À la Région, la chasse aux plus démuni-es continue
Partager

En Île-de-France, il faudrait trois fois plus de places dans les centres d’hébergement d’urgence pour offrir une nuit au chaud à l’ensemble des sans-abri. C’était sans compter l’abandon complet par V. Pécresse de la politique régionale d’aide à l’investissement en faveur des Centres d’accueil et d’hébergement pour personnes sans-abri. Pas moins de 11,8 millions d’euros, hier destinés à ces politiques, manquent désormais pour accompagner les associations et les collectivités volontaires sur ce chantier qui devrait tous nous mobiliser.
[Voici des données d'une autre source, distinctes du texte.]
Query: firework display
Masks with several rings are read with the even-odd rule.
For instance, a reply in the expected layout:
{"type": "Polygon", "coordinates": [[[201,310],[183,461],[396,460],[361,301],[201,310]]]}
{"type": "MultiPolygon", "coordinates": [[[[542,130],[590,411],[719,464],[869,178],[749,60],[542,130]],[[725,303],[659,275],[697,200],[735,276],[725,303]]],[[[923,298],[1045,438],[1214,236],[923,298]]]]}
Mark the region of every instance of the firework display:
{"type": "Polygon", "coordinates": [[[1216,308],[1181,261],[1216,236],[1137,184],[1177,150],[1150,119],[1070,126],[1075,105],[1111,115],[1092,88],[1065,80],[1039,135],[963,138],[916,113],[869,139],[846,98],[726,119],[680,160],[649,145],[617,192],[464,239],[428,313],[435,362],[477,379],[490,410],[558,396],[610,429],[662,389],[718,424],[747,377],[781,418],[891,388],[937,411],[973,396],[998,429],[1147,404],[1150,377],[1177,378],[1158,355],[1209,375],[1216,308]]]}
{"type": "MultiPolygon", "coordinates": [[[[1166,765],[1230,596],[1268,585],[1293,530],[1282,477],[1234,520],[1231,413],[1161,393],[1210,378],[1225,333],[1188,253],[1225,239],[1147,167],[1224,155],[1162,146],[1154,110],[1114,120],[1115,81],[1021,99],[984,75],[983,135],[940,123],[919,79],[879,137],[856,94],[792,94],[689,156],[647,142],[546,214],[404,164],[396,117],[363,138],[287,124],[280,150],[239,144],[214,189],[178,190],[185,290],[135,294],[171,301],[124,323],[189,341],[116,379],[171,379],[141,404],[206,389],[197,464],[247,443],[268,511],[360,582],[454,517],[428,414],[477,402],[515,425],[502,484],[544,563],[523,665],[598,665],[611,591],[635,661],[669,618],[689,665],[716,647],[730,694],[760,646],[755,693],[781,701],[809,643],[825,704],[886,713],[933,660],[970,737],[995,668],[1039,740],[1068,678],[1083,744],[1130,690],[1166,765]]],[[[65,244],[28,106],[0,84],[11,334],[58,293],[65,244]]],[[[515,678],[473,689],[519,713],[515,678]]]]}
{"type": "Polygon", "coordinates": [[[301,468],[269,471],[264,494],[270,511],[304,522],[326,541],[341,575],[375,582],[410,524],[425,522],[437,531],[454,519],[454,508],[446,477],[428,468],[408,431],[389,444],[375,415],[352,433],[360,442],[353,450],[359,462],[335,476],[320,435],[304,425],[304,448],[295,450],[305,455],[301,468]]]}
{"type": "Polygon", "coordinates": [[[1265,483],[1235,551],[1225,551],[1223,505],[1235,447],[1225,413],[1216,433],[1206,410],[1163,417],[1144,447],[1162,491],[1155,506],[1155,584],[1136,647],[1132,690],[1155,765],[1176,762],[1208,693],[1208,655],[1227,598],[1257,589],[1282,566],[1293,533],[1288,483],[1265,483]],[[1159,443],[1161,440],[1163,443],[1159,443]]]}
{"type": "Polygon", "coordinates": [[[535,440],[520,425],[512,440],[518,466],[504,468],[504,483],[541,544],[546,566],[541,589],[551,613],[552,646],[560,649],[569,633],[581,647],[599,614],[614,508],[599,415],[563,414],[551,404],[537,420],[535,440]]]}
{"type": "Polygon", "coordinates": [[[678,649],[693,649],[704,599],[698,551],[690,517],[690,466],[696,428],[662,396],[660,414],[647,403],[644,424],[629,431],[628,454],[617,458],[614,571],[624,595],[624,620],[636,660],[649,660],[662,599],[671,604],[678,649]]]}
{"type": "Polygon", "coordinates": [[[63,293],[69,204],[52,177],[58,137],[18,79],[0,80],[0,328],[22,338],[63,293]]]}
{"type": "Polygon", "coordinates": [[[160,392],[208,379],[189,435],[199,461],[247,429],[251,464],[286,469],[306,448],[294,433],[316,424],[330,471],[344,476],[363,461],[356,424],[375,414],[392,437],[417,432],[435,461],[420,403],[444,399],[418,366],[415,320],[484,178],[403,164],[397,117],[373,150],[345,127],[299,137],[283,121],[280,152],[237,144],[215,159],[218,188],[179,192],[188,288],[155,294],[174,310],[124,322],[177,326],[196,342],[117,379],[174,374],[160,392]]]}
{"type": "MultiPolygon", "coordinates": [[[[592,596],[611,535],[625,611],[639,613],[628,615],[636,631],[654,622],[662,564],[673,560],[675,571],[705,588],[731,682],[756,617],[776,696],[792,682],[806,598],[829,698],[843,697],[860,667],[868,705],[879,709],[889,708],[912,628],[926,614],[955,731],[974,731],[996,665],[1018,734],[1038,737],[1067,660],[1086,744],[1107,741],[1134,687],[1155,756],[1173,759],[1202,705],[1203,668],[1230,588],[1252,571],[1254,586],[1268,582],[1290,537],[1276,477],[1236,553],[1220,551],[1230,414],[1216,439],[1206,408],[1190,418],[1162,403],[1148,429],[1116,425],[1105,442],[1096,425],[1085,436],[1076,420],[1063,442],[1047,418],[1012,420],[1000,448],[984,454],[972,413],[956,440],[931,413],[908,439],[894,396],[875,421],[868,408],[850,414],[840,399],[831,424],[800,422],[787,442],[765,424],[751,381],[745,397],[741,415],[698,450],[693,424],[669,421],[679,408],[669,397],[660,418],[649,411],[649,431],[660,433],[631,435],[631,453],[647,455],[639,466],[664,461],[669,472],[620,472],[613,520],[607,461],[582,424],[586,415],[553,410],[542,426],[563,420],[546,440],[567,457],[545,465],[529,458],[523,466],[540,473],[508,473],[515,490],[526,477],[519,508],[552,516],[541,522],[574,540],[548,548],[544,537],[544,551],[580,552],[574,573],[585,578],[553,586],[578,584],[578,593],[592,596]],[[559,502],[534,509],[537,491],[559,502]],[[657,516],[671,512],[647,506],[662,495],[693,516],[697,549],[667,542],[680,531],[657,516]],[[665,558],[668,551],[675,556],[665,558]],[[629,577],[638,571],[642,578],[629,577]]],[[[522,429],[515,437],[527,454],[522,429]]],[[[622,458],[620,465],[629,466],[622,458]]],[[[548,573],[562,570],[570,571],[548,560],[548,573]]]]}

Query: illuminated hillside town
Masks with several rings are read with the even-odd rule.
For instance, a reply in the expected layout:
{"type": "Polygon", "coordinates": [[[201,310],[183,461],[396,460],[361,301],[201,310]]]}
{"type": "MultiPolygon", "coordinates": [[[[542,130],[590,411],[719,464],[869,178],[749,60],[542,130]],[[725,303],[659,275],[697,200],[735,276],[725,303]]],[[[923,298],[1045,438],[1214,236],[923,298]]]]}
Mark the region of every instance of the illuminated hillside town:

Or, au défaut de solidarité vient s’ajouter ces dernières années la multiplication de dispositifs urbains visant à repousser et éloigner toujours plus les sans-abri, comme l’a dénoncée récemment la Fondation Abbé Pierre : suppression de bancs, abris bus qui ne protègent plus du vent ni de la pluie, douches « anti-SDF »…

Lors de l’examen du budget régional pour 2018, le groupe Alternative Écologiste et Sociale demandait que la Région se positionne en actrice responsable au regard des nombreuses compétences qui sont les siennes, notamment en matière d’aménagement, pour lutter contre cette tendance.

La Région participe en effet activement à la production des espaces publics, comme les gares, et devrait veiller à ce titre à ne pas promouvoir l’utilisation de mobilier urbain hostile aux sans-abri. Elle pourrait également au travers des nombreux partenariats qui la lient avec les autres collectivités, ainsi qu’avec les entreprises publiques ou privées, favoriser un urbanisme qui ne nie pas l’existence de toutes les personnes qui sont à la rue.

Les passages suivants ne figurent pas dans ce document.